I didn’t want to visit the family memorial after it had been destroyed, but Father insisted. He knew Mother and the older women would be hard to control. My widowed grandmothers lived together in advanced age and infirmity, though they visited us every week. That cold day at the end of 1942, we gathered round the fragments of our ancestors’ resting places. The gravestones had been knocked over and the slabs covering the bodies smashed.
‘His hair!’ my maternal grandmother gasped. ‘His face!’ She staggered against Isaak and then fainted.
I looked down at the blackened remains of my grandfather. He had played with me when I was small, his thin fingers moving model soldiers and horses around the drawing room carpet.

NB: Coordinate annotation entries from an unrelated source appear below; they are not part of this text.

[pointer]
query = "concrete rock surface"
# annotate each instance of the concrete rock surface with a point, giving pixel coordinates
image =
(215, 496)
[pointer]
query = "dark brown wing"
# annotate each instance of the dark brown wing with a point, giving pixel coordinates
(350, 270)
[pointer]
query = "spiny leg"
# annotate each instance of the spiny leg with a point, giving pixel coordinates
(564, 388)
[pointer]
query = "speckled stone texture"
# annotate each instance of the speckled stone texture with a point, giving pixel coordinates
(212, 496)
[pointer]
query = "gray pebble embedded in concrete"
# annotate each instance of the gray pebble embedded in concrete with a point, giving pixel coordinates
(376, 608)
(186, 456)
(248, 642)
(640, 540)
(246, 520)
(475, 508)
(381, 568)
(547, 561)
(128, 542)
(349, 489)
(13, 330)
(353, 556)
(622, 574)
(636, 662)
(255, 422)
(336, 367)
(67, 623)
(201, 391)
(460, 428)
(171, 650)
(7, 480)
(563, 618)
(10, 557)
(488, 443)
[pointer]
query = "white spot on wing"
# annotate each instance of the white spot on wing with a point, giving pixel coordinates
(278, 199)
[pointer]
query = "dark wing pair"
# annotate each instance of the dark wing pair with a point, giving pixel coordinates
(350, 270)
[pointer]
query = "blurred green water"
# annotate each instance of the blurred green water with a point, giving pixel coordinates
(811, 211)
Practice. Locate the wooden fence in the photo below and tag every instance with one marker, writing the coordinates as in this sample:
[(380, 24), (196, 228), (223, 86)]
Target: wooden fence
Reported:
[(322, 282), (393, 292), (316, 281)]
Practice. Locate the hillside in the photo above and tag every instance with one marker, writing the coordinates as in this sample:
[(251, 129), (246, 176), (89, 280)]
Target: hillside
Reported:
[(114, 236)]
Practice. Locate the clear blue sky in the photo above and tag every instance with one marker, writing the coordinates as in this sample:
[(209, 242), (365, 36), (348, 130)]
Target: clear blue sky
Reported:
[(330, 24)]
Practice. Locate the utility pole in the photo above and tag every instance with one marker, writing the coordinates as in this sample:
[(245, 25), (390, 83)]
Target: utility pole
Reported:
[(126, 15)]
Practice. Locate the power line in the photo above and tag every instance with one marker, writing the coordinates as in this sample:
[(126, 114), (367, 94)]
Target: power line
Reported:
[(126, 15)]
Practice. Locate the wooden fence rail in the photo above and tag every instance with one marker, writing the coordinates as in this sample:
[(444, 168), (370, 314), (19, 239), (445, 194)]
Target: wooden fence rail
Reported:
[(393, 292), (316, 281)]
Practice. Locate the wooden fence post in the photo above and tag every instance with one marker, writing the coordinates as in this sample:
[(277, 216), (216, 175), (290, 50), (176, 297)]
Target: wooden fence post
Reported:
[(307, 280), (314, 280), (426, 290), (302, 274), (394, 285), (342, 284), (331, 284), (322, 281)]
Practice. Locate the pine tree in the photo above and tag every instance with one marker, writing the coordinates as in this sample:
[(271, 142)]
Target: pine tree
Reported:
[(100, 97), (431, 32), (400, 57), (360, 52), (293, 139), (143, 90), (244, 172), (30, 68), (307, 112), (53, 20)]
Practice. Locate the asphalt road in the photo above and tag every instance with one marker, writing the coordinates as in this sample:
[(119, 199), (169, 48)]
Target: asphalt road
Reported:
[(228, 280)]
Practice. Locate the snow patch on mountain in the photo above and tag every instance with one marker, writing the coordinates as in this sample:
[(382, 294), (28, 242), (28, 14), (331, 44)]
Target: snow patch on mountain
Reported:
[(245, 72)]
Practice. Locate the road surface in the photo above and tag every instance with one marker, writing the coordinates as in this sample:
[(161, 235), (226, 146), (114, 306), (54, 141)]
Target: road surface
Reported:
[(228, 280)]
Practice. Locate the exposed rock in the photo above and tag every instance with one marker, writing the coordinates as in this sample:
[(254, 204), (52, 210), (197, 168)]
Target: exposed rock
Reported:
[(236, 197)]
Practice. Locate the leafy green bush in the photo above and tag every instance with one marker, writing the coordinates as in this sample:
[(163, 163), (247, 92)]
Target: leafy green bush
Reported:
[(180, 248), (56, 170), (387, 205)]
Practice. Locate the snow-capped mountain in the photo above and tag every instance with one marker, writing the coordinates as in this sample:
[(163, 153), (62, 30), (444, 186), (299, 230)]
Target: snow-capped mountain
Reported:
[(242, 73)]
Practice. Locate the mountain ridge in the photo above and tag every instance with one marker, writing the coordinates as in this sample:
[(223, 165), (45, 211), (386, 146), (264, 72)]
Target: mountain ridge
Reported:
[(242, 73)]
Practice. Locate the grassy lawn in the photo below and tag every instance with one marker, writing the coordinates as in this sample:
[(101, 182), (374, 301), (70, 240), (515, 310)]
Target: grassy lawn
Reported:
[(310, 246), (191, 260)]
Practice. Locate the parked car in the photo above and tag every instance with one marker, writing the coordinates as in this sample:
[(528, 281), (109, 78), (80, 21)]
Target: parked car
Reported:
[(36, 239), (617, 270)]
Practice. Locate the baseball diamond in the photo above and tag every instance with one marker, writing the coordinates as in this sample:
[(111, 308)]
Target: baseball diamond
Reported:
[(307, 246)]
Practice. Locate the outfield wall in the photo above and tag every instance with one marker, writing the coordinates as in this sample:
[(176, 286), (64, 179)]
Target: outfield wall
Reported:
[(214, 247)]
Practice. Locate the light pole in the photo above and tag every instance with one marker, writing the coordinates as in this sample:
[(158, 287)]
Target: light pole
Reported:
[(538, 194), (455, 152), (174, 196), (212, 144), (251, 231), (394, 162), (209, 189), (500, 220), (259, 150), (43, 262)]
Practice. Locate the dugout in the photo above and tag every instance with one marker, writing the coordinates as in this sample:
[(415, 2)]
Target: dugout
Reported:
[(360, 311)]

There were remnants of skin on his skull, though the eyes had dissolved and the white hair I remembered as shiny was stained and filthy. The shroud was ragged, the head poking through and a frightening rictus beneath the collapsed nose. The old man’s teeth were still attached though his flesh on his gums had gone.
The women were wailing, tears drenching their cheeks, as they offered up prayers. We were never a very religiously observant family and my involvement with the party meant I hadn’t recently participated in synagogue visits and the like. Raising my head from the horror and taking in the uncaring beauty of the grey-blue gulf, with snow-wreathed Mount Olympus in the distance, I knew for certain there was no god.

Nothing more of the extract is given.